A FORMER paratrooper has helped pupils getting a taste of education 1950s-style to learn military discipline for the Channel 4 series That'll Teach Em.

By John Howard

A FORMER paratrooper has helped pupils getting a taste of education 1950s-style to learn military discipline for the Channel 4 series That'll Teach Em.

Greg Allen, who served with the Army for 24 years, and now works as a manager at St Joseph's College in Ipswich, taught the youngsters how to march and stand to attention for the programme which goes out at 9pm tonight.

The college was also the location for almost all the filming after staff met the producer and props team, who decided they would like to film there during the summer last year.

Mr Allen, 45, who has served in Kosovo and Ireland, said: “I was drill sergeant to the boys. The producer wanted me to get them to march, which some boys had done before at their colleges, but the vast majority had not.

“It's not something we normally do at St Joseph's, and I tried to make it as fun as possible. The end game was to have them parade in front of their parents.

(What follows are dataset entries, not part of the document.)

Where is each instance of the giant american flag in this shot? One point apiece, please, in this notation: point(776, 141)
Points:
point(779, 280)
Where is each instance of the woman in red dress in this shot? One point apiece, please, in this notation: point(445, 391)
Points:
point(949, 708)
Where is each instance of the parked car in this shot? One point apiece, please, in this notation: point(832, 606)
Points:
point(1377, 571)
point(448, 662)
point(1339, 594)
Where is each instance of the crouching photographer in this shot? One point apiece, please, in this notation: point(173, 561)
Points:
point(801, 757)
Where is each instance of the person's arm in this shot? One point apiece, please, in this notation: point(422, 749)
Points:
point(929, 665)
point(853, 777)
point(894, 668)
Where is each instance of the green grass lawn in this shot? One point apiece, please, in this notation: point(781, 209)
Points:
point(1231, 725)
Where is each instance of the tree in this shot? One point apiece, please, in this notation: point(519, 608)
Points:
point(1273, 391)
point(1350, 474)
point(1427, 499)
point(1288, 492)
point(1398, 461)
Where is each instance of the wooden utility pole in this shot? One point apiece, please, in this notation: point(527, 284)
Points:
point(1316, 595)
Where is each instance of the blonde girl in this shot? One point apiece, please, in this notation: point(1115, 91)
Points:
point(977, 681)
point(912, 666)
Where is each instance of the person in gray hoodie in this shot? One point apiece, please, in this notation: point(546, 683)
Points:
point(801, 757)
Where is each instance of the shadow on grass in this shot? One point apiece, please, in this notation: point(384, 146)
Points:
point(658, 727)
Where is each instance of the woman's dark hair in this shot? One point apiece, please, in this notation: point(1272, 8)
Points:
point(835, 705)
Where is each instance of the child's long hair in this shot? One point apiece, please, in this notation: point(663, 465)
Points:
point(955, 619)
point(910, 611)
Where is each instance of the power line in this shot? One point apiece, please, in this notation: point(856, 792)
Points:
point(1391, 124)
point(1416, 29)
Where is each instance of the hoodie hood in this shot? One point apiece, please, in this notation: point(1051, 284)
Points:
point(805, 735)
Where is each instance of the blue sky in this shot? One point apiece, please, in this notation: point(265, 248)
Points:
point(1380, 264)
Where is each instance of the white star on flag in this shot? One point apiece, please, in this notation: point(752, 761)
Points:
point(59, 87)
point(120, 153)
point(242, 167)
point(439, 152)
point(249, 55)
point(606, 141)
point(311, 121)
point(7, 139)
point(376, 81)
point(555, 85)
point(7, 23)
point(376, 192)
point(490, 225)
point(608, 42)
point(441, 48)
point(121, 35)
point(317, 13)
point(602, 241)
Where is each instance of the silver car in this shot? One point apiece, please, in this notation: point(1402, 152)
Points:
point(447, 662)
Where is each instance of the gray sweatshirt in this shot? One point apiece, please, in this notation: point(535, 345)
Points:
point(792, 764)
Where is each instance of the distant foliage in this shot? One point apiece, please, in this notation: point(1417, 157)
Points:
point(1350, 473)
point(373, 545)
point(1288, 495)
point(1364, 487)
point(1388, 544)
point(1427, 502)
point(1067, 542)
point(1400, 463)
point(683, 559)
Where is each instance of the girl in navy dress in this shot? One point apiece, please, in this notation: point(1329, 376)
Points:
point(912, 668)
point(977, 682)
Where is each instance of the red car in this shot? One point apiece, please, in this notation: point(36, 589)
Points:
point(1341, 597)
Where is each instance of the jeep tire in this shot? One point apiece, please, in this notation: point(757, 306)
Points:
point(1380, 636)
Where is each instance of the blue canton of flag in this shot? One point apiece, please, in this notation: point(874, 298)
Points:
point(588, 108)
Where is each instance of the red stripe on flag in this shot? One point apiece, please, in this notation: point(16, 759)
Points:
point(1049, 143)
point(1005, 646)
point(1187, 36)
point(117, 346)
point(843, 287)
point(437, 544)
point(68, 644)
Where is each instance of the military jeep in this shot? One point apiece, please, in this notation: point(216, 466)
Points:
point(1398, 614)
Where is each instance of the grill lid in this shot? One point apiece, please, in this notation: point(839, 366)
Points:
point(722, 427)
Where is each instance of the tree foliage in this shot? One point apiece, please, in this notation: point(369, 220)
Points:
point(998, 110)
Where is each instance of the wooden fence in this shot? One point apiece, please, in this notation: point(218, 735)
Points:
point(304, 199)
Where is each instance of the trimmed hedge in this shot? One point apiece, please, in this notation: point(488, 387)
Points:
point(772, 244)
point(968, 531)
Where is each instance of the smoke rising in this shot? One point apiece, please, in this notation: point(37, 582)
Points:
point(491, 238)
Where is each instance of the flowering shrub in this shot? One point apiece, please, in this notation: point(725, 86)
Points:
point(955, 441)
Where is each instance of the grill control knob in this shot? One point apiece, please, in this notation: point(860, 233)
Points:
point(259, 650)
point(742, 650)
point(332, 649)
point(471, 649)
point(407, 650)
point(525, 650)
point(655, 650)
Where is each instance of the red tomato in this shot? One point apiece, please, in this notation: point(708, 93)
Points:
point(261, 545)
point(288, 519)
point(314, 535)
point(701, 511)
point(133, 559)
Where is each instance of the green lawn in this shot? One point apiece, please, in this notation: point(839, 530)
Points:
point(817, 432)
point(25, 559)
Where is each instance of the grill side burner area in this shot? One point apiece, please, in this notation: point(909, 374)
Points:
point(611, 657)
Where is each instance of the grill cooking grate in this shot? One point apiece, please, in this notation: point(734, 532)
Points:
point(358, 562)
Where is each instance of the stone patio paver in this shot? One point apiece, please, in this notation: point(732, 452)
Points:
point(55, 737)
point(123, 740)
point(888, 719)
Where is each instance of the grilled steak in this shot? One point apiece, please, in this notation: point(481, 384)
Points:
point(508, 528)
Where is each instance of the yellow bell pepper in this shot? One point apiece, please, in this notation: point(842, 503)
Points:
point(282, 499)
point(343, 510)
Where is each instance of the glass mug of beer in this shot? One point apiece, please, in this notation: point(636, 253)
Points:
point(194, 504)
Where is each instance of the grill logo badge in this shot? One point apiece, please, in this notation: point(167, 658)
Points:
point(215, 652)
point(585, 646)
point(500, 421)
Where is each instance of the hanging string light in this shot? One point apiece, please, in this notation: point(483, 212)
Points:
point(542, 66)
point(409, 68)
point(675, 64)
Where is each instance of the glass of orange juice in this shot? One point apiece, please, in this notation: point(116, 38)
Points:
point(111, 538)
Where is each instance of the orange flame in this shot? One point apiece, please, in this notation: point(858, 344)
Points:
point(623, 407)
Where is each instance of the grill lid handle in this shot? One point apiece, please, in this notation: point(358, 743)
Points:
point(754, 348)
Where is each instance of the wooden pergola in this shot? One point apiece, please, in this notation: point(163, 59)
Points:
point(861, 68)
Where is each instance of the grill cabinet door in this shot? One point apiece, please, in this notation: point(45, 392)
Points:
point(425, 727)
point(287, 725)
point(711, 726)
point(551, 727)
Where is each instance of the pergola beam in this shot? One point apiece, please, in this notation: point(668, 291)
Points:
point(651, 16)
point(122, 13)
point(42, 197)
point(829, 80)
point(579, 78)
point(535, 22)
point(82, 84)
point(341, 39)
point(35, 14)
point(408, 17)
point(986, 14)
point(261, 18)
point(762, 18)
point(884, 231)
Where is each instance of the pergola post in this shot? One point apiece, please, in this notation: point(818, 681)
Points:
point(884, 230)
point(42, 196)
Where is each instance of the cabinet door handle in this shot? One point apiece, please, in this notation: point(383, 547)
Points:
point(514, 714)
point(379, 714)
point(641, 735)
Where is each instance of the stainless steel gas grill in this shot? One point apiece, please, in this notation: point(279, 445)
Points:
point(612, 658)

There were a couple of bad eggs, but you'll see what happens to them.”

Thirty bright children were transported back in time to a 1950s grammar school and divided into single sex classes to see whether teaching the sexes separately improves grades.

Once at the boarding school, the teenagers were not allowed any contact with their parents except a weekly letter and pupils had to adjust to the rigours of new life, including a short back and sides haircut, period clothes, fritters and cabbage meals, and a strict environment.

Bev Hudson, spokeswoman for the school, said: “Needless to say it was extremely hard work housing over 60 crew and technicians.

“We also had to protect the 'pupils' from the real world of 2005, as they are completely submerged in the 1950s with only post given out once a week and their dorms consisting of iron beds, scratchy blankets, one set of clothes and a tin of boot polish.

“The props team were quite brilliant and transformed a number of rooms to look very authentic 1950s.”

St Joseph's was recommended to the film company by Simon Warr, a French and Latin teacher at the Royal Hospital School in Holbrook.

Mr Warr starred in an earlier series and is the headmaster in the latest run of programmes.

He said: “I can be quite stern, a lot of it is an act, but the reviewers said I was pretty scary. It was tough for the children, but also for the staff, who also had no television and eat the same food as pupils.”

Mr Warr, whose own school had other commitments at the time filming needed to be undertaken, said he thoroughly enjoyed taking part in the new series of five programmes.